В другое время мужикам было бы наплевать на коршуна, но нынче и им почему-то сделалось неуютно и беспокойно от повисшего над головой молчаливого хищника.
— У, хвашист! — выругался Матюха. — Свежатины захотел.
Но вот коршун, должно быть, всё же убоявшись лежавших на песке людей, широким полукругом переместился в займище и повис там над уремной чащобой. Со стороны он ещё больше походил на самолёт, что-то разведывавший на земле.
— Ну что, братцы, — приподнялся Лобов. — Пошли ещё ополоснёмся. В последний разок.
Касьян достал из кошёлки пеньковую мочалку и своё мыло и, зайдя в воду, ещё раз прошёлся по всему телу, не спеша и обстоятельно. Афоня-кузнец только поокунался, а Лобов, улёгшись на спину, долго и неподвижно лежал так, сносимый вниз по течению, предавшись каким-то думам, а может, и блаженному бездумью.
Потом одевались в чистое, прыгая на одной ноге, продевая сполоснутые ступни в подштанники, напяливали на ещё не обсохшее тело каляные, выкатанные рубахи. И уже одевшись, но ещё босой, Матюха заскочил в реку и, зачерпнув пригоршню, припал к ней губами.
— Забыл попить на прощанье, — сказал он, вытираясь рукавом. — Доведётся ли в другой раз.
А выйдя на береговую кромку, где ещё недавно бегал кулик, — босой, в неладной, большеватой рубахе, прикрывавшей подвязанные у щиколоток подштанники, будто приговорённый к исходу — обернулся к реке и низко трижды поклонился лопоухой стриженой головой.
— Ну, матушка Остомля, — проговорил он виноватой скороговоркой. — Прости-прощай. Какие будем пить воды-реки, в какой стороне — пока незнамо. Пошли мы…
Афоня-кузнец, тоже весь ещё в белом, сутулясь крутой спиной, насупленно, быковато уставился на реку.
— Ну всё, — говорил Матюха, отступая от берега и всё ещё оглядываясь. — Пошли.
Они надели верхнее, сложенное на траве под красноталом, обулись, ещё раз поглядели окрест и молчаливой цепкой прошли по узкому перешейку. И тут, уже на лугу, распрощавшись, пожав друг другу руки до завтрашнего дня, разбрелись по своим тропам.
Шагая выгоном, дрожавшим у краёв полуденной марью, Касьян видел, как встречь, то справа, то далеко слева, кто с кошёлками, кто с белыми свёртками под мышкой, спешили к Остомле ещё несколько мужиков.
12
Ещё у калитки изба повеяла на Касьяна житным теплом, как бывало на большие праздники. В кухне было уже прибрано, печное устье задёрнуто занавеской, а на столе под волглой дерюжкой парили выставленные хлебы.

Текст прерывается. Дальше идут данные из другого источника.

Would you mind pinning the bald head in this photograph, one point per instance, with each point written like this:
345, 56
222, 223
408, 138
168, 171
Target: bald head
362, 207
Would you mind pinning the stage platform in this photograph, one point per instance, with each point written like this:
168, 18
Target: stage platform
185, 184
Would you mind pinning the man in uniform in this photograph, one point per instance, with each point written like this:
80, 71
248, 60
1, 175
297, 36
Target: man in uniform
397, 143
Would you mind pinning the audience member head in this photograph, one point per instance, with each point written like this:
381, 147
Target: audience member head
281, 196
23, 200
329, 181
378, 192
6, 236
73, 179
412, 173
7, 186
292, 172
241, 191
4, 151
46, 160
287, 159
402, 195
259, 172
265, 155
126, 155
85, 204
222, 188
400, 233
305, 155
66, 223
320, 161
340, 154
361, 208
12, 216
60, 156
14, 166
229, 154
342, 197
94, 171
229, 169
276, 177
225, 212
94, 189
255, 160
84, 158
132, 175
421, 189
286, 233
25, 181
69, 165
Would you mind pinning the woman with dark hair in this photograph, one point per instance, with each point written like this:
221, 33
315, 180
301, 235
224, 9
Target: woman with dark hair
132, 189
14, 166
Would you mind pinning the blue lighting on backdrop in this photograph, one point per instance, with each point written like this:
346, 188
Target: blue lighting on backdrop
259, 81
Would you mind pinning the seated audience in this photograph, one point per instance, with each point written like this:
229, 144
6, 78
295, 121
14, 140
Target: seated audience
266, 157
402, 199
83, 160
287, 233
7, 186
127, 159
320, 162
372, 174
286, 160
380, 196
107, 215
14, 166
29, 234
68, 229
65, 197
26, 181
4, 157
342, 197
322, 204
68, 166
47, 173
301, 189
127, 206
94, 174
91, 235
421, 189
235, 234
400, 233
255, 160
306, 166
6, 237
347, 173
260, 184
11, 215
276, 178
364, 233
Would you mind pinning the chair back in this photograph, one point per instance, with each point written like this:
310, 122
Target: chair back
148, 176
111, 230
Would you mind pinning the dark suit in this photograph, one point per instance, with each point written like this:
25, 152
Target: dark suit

В детстве Касьян всегда старался не пропустить этого радостного момента. Мать, возясь в межхлебье по дому, время от времени подходила к таинственно-молчаливой печи, в чёрной выметенной утробе которой свершалось нечто необыкновенное, томительно-долгое, приоткрывала на пол-устья жестяную заслонку и лёгкой осиновой лопатой поддевала ближайшую ковригу, разрумянившуюся, глянцево мерцавшую округлой коркой. Она брала хлебину в руки, от жаркости подбрасывала её, тетёшкала, перекидывала с ладони на ладонь, после чего, дав поостыть маленько обверху, подносила к лицу и, будто кланяясь хлебу, осторожно прикасалась кончиком носа. Невольно прослезясь, мать тотчас отдёргивала лицо, и это означало, что хлеб ещё не в поре, полон внутреннего сырого жара и надо его снова досылать в печь. Но вот приходило, когда мать, сначала робко, а потом всё смелее прижималась носом к ковриге, наконец, и вовсе расплющивала его, терпя, не уступая внутреннему ржаному пылу. В такую минуту лицо её радостно расцветало, и она, то ли самой себе, то ли всему дому, кто был тут и не был, объявляла: «Слава тебе…» С лёгким шуршанием хлебы один за другим слетали с лопаты на выскобленную столешницу, и сначала кухня, затем горница и все закутки в избе начинали полниться тёплой житной сытостью, которая потом проливалась в сени, заполняла собой двор и волнами катилась по улице. Возбуждённые хлебным запахом воробьи облепляли крышу, к сеням сбивались куры, топтались у порога, пытливо заглядывая в дверь, и всё тянула воздух влажно вздымавшимися ноздрями, принюхивалась сквозь воротние щели запертая в хлеву корова.